All 377 lightning discharges recorded in Juno’s first eight flybys struck in the Earth-like megahertz and gigahertz range. In the release, Brown explains a possible reason behind the discrepancy: “We think the reason we are the only ones who can see it is because Juno is flying closer to the lighting than ever before, and we are searching at a radio frequency that passes easily through Jupiter’s ionosphere.” They published their findings this week in the journal Nature.

As study co-author Bill Kurth, a physicist from the University of Iowa, explains to Ryan F. Mandelbaum at Gizmodo, previous flybys orbited the planet in a ring of electrically charged particles known as the Io plasma torus. This could have interfered with the signals. Juno, on the other hand, buzzed by the gas giant some 50 times closer than Voyager 1.

Those close passes allowed scientists to discover another similarity between lightning on Jupiter and Earth: the peak rate of striking. In a separate article in the journal Nature Astronomy, researchers analyzed 1,600 Jovian lightning strikes, finding a peak rate of four strikes per second. This is much higher than Voyager previously detected and similar to rates found on Earth.

“Given the very pronounced differences in the atmospheres between Jupiter and Earth, one might say the similarities we see in their thunderstorms are rather astounding,” Kurth tells Choi.

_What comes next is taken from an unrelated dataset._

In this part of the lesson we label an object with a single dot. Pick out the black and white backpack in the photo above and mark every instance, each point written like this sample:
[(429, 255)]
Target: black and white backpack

But there is one big difference between lightning on Jupiter and Earth: location. The majority of Jupiter’s zaps take place near the poles. Meanwhile, the bulk of lighting on Earth strikes near the equator. “Jupiter lightning distribution is inside out relative to Earth,” Brown says in the press release.

So why are things flip-flopped? As NASA explains, it’s all about the heat.

Jupiter is about 25 times farther from the sun than Earth, meaning that, unlike our planet, it gets the majority of its heat from itself. The sunlight that does reach Jupiter heats up the equatorial region, leading to an area of atmospheric stability that prevents warm air from rising. The poles, however, have no such stability. Heat rising from the planet creates roiling convection currents that lead to storms and lightning.

There also seems to be more lightning in Jupiter’s northern hemisphere compared to its southern side. Though researchers aren’t yet sure why, answers may soon be coming. NASA just re-enlisted Juno, adding another 41 months to its mission. The little craft that could will continue to beam back new insights about the gas giant through 2021.